Anche in Italia si torna a parlare di nucleare, soprattutto ora che è in rampa di lancio un piano elaborato dall’Unione europea. A favore dell’apertura di centrali si sono espressi (tra gli altri) Matteo Salvini e Confindustria, mentre sul fronte opposto vi è larga parte di una sinistra egemonizzata dai verdi. Entro il governo stanno […]

3 Gennaio 2022

Il Giornale

Carlo Lottieri

Direttore del dipartimento di Teoria politica

Argomenti / Teoria e scienze sociali

Anche in Italia si torna a parlare di nucleare, soprattutto ora che è in rampa di lancio un piano elaborato dall’Unione europea. A favore dell’apertura di centrali si sono espressi (tra gli altri) Matteo Salvini e Confindustria, mentre sul fronte opposto vi è larga parte di una sinistra egemonizzata dai verdi. Entro il governo stanno emergendo sensibilità diverse e c’è il rischio che il dossier venga presto accantonato. Eppure di nucleare è necessario discutere per una serie di ragioni, a partire dal fatto che c’è bisogno di più concorrenza e investimenti nel campo dell’energia. Il sistema produttivo e le famiglie stanno pagando una bolletta troppo alta: per superare tale situazione è indispensabile che il mercato sia aperto e che non si trascurino i settori maggiormente promettenti come, appunto, quello dell’atomo. In questi mesi i bilanci privati stanno molto soffrendo per tutta una serie di ragioni ed è indispensabile indirizzarsi verso un quadro più liberalizzato in tale settore fondamentale. Oltre a ciò, bisogna tenere conto del fatto che la crisi energetica all’orizzonte potrebbe avere implicazioni politiche.
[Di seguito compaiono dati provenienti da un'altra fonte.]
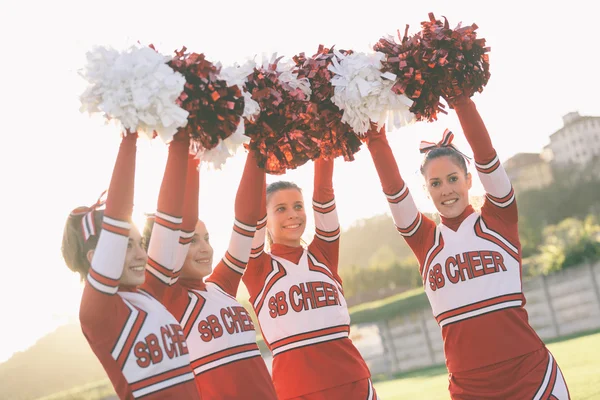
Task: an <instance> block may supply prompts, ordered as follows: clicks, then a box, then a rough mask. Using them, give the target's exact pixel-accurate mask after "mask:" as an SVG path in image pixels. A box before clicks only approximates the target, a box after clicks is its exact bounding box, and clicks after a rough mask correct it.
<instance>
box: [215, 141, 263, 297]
mask: <svg viewBox="0 0 600 400" xmlns="http://www.w3.org/2000/svg"><path fill="white" fill-rule="evenodd" d="M264 186H265V171H264V170H263V169H261V168H259V167H258V164H257V163H256V158H255V156H254V153H253V152H250V153H248V156H247V158H246V165H245V167H244V173H243V175H242V179H241V181H240V185H239V187H238V191H237V194H236V197H235V221H234V223H233V232H232V234H231V239H230V241H229V247H228V249H227V252H226V253H225V256H224V257H223V258H222V259H221V261H219V264H218V265H217V266H216V267H215V270H214V271H213V273H212V274H211V275H210V276H209V277H208V279H207V282H212V283H215V284H216V285H218V286H219V287H221V289H223V290H224V291H225V292H227V293H229V294H230V295H231V296H234V297H235V295H236V294H237V290H238V286H239V284H240V279H241V278H242V275H243V274H244V271H245V269H246V265H247V264H248V260H249V258H250V252H251V250H252V242H253V238H254V236H255V232H256V229H257V221H258V218H259V216H260V214H261V204H262V198H263V197H264V195H263V188H264ZM263 240H264V239H263Z"/></svg>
In questa Europa sempre più centralizzata c’è insomma il rischio di un’egemonia francese destinata a far saltare ancor più gli equilibri interni. Per ovviare a ciò è indispensabile che impianti nucleari di nuova generazione siano meglio distribuiti nel Vecchio Continente: dato che oggi tutti siamo potenzialmente a rischio (un incidente non resterebbe confinato entro le frontiere di un Paese), ma solo alcune società ne ricavano significativi benefici economici e politici.

C’è poi un’altra questione, da non sottovalutare. Piaccia o meno, già ora e sempre più nei prossimi anni bisognerà fare i conti con una retorica assai efficace in tema di emergenza climatica, ossia con quell’ossessione che vuole sempre minori produzioni di anidride carbonica (ritenuta responsabile dei cambiamenti climatici). Circolano perfino progetti volti a introdurre certificati di emissione individuali: una «carta personale» che permetta acquisti, viaggi e consumi, tale da dettare un tetto al nostro consumo personale di CO2. Si tratta di una prospettiva inquietante, ma non del tutto improbabile, visto il consenso sul tema da parte delle élite e dell’opinione pubblica. Anche in ragione di ciò, il nucleare può essere uno strumento per mitigare l’aggressività di questo nuovo dirigismo giustificato da preoccupazioni ambientaliste, che dominerà l’agenda dei governi per molti anni a venire. In effetti, le centrali che estraggono energia dall’atomo comportano emissioni assai inferiori a quelle di carbone e petrolio: così che anche alcuni esponenti storici del movimento verde hanno aperto al nucleare come a una soluzione più realistica rispetto ad altre. Dato che puntare sul nucleare di ultima generazione potrebbe darci un futuro un poco più prospero e libero, aprire una discussione senza dogmi in materia è assolutamente indispensabile. Speriamo che questo avvenga.